Et à propos de chevaux, Tang Taizong semble avoir eu une relation privilégiée avec eux, et en particulier avec les chevaux qui lui offrirent la victoire lors des batailles qu’il mena entre 618 et 622. Yan Liben 閻立本 (600-673), grand artiste des Tang, conçut six chevaux qui furent sculptés en haut-relief à l’extérieur du mausolée de l’empereur. Ce tombeau se trouve sur le site de Jiuzong Shan, dans l’actuelle province du Shaanxi. Aujourd’hui quatre des six sculptures sont conservés à Xi’an, les deux autres aux Etats-Unis. Chaque cheval est représenté sur une pierre grise individuelle. Les noms des chevaux ainsi que des poèmes élogieux écrits par Taizong lui-même étaient inscrits sur ces reliefs. Disparues, ces inscriptions se retrouvent heureusement transcrites sur une stèle érigée en 1089. Celle-ci constitue avec les reliefs de véritables annales historiques puisque dates et contexte des batailles sont aussi indiqués.

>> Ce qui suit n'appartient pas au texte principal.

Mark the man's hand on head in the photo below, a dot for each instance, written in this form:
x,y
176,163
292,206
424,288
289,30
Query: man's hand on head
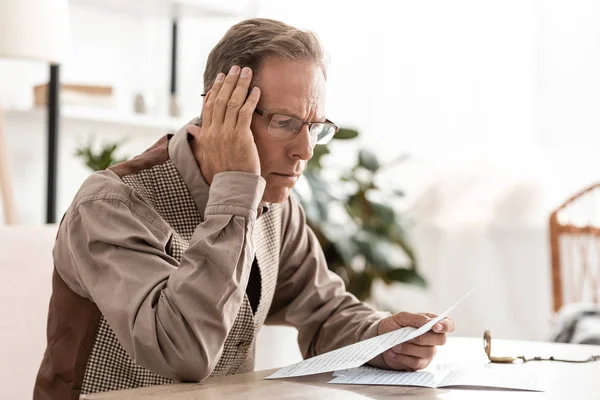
x,y
417,353
225,141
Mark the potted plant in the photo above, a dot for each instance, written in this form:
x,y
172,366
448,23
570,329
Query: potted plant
x,y
102,158
362,235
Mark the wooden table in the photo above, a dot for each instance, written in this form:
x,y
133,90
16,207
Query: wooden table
x,y
567,381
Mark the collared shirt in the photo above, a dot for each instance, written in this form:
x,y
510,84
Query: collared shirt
x,y
151,272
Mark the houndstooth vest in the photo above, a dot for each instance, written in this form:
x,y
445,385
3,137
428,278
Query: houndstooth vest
x,y
109,366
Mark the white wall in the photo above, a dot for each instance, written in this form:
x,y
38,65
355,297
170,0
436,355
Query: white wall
x,y
494,100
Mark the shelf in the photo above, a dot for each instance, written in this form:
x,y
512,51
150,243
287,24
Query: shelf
x,y
177,8
101,117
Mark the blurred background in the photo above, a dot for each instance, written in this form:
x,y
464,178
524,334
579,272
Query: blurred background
x,y
491,106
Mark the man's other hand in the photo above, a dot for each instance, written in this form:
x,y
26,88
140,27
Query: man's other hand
x,y
417,353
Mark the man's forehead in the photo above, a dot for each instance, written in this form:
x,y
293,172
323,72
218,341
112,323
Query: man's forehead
x,y
291,87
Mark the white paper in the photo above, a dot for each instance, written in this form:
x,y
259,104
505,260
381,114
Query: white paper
x,y
441,379
357,354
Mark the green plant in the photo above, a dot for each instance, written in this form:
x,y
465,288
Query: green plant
x,y
362,235
98,160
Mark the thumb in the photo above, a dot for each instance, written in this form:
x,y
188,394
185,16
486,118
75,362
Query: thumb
x,y
402,319
194,130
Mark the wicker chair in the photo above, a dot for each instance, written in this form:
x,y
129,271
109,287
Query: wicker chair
x,y
575,248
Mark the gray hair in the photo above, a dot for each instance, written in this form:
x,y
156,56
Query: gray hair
x,y
249,42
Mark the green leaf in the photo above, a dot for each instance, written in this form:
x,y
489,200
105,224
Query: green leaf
x,y
383,211
346,133
368,160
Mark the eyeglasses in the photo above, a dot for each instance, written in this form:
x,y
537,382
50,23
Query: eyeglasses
x,y
287,127
487,346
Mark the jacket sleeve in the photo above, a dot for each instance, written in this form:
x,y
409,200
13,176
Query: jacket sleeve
x,y
171,317
312,298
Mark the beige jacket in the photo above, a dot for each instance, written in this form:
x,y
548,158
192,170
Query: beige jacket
x,y
151,268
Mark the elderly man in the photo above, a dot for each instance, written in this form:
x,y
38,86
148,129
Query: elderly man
x,y
167,265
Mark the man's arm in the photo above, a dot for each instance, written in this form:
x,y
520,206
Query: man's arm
x,y
172,318
312,298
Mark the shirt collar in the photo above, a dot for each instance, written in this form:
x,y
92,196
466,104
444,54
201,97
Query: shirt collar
x,y
180,153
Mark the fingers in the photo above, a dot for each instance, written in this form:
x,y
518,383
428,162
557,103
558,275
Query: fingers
x,y
209,103
223,97
430,339
245,113
238,98
194,130
444,326
414,350
409,319
401,362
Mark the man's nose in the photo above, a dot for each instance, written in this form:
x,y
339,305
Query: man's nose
x,y
303,145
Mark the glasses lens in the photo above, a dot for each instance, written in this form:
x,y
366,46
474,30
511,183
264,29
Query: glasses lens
x,y
284,126
323,132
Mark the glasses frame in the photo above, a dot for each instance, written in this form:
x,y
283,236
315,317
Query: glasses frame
x,y
269,117
487,347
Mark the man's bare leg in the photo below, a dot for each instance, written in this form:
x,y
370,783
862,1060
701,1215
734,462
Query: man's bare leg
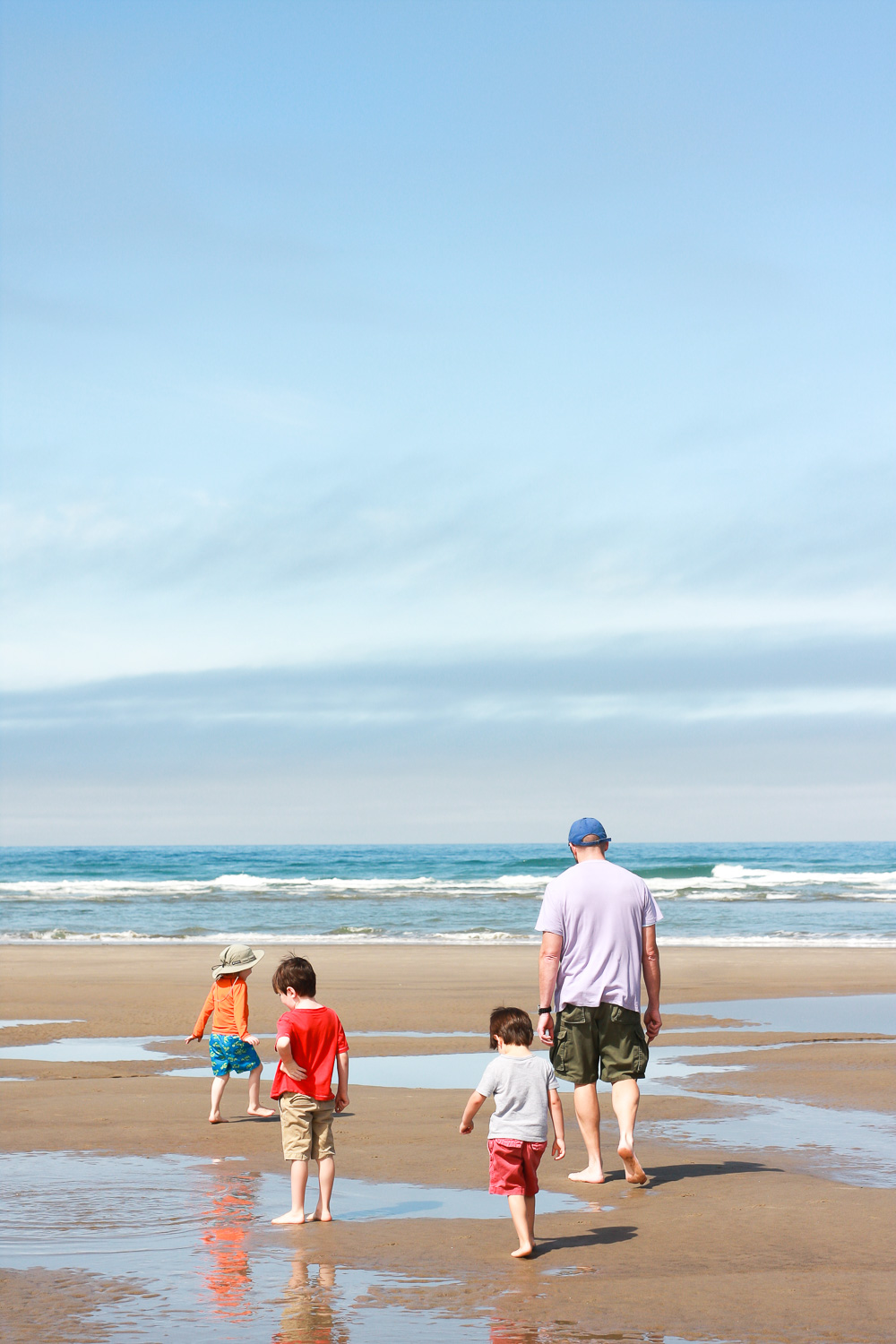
x,y
587,1112
626,1094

Ainsi, on apprend que Te Qin Biao avait une crinière blanche et blonde, et qu’il fut monté durant la bataille qui opposa Taizong à Song Jingang en 619. Il fut sellé et dut supporter son cavalier en armure trois jours durant. Le poème indique qu’il galopa au-devant du danger, renversant les ennemis, et sauva la situation. Un vrai héros !

Tang Taizong est l’un de ces grands empereurs de paix et de prospérité. Ceux qui ont combattu, qui ont construit et réformé, ceux que l’on retient dans les livres d’Histoire en somme. Il ouvre la porte à 130 ans de paix, avant que le général An Lushan, en 755, ne mette l’empire à feu et à sang. 

Pour aller plus loin :

  • GERNET, Jacques, Le Monde chinois, Paris : Pocket, 2006, coll. « Agora », Tome I, 381 p.
  • ELISSEEFF, Danielle, Art et archéologie : la Chine du Néolithique à la fin des Cinq Dynasties (960 de notre ère), Paris, Réunion des musées nationaux, 2008, coll. « Manuels de l’Ecole du Louvre », 381 p.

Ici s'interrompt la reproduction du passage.